[mlir][AMDGPU] Allow non-contiguous destination memrefs for gather_to_lds #152559

qedawkins · 2025-08-07T17:40:41Z

The requirement that the LDS operand is contiguous is overly restrictive because it's perfectly valid to have a subview depend on subgroup IDs that is still subgroup contiguous. We could continue trying to do this verification based on the number of copied elements, but instead this change just opts to clarify the semantics on the op definition.

…_lds The requirement that the LDS operand is contiguous is overly restrictive because it's perfectly valid to have a subview depend on subgroup IDs that is still subgroup contiguous.
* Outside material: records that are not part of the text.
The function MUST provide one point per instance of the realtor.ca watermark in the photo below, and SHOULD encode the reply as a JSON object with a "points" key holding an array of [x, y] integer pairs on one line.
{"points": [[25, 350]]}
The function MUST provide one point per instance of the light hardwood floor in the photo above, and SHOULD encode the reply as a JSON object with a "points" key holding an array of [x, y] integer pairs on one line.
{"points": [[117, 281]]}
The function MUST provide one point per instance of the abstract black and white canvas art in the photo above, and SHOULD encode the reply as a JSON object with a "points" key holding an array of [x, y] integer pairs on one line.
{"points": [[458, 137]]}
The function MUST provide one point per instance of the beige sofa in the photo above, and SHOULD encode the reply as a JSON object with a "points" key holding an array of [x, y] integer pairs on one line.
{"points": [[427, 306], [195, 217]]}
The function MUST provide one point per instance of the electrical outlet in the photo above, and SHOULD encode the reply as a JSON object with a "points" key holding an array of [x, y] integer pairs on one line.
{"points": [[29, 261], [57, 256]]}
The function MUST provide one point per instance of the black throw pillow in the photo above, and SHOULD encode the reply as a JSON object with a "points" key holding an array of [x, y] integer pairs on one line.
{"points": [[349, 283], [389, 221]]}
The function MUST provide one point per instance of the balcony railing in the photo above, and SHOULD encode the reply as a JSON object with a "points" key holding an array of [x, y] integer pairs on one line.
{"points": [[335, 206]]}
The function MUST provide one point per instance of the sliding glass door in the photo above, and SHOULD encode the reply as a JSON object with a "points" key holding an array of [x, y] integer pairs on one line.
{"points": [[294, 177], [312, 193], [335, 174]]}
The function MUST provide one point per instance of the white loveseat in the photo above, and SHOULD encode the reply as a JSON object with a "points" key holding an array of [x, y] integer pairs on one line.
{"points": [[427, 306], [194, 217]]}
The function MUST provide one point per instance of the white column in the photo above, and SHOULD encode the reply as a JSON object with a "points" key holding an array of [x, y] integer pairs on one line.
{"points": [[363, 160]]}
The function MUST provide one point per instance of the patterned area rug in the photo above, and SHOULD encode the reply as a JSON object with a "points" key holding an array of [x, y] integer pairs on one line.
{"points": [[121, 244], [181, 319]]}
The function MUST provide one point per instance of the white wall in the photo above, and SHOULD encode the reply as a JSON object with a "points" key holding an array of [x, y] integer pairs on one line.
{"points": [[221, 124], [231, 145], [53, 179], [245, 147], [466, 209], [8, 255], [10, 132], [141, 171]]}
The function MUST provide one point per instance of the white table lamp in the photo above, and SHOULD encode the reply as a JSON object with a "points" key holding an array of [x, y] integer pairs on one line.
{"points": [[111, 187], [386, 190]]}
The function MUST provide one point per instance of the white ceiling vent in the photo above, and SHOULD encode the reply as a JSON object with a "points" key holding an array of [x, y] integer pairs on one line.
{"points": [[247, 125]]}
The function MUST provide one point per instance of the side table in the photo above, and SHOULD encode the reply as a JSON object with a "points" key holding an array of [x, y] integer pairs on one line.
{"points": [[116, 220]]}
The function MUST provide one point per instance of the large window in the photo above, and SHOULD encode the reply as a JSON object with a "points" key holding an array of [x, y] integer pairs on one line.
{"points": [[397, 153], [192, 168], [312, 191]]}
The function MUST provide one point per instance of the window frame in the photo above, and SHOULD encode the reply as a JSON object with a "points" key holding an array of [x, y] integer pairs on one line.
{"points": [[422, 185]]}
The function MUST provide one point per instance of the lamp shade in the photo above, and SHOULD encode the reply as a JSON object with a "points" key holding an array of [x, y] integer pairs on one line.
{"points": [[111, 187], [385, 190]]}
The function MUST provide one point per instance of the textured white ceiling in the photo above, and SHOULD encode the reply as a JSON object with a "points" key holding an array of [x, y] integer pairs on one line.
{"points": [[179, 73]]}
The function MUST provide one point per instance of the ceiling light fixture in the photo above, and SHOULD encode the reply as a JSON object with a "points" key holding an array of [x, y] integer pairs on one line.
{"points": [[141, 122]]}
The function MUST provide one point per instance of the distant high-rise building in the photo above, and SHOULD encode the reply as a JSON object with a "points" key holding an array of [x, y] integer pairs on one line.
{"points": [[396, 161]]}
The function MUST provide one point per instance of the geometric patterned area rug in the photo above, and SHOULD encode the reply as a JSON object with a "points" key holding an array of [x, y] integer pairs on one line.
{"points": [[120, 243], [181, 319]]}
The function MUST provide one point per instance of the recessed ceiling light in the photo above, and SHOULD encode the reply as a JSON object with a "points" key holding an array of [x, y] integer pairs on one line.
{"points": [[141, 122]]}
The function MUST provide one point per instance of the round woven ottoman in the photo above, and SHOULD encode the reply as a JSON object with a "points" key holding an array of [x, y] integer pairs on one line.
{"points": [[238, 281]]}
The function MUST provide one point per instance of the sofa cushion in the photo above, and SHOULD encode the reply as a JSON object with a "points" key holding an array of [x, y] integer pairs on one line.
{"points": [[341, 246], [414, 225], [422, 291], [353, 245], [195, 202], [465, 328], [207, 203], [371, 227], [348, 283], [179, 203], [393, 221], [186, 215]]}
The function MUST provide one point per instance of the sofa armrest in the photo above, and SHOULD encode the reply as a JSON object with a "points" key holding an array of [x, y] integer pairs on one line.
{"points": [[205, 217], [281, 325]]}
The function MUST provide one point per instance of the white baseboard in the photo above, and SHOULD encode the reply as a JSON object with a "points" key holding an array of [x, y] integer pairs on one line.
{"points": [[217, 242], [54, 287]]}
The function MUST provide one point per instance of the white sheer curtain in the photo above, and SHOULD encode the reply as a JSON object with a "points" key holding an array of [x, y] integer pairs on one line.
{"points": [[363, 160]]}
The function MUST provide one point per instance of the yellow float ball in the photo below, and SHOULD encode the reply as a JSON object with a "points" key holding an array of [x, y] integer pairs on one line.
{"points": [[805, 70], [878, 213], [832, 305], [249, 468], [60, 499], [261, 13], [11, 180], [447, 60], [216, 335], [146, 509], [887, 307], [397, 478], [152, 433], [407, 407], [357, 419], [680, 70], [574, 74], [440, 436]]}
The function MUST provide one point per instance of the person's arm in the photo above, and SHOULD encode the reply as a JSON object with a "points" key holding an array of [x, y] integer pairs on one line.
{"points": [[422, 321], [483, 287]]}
We could continue trying to do this verification based on the number of copied elements, but instead this change just opts to clarify the semantics on the op definition.

llvmbot · 2025-08-07T17:41:12Z

@llvm/pr-subscribers-mlir
@llvm/pr-subscribers-mlir-gpu

@llvm/pr-subscribers-backend-amdgpu

Author: Quinn Dawkins (qedawkins)

Changes

The requirement that the LDS operand is contiguous is overly restrictive because it's perfectly valid to have a subview depend on subgroup IDs that is still subgroup contiguous. We could continue trying to do this verification based on the number of copied elements, but instead this change just opts to clarify the semantics on the op definition.

Full diff: https://github.com/llvm/llvm-project/pull/152559.diff

3 Files Affected:

(modified) mlir/include/mlir/Dialect/AMDGPU/IR/AMDGPU.td (+2-1)
(modified) mlir/lib/Dialect/AMDGPU/IR/AMDGPUDialect.cpp (-3)
(modified) mlir/test/Dialect/AMDGPU/ops.mlir (+3-1)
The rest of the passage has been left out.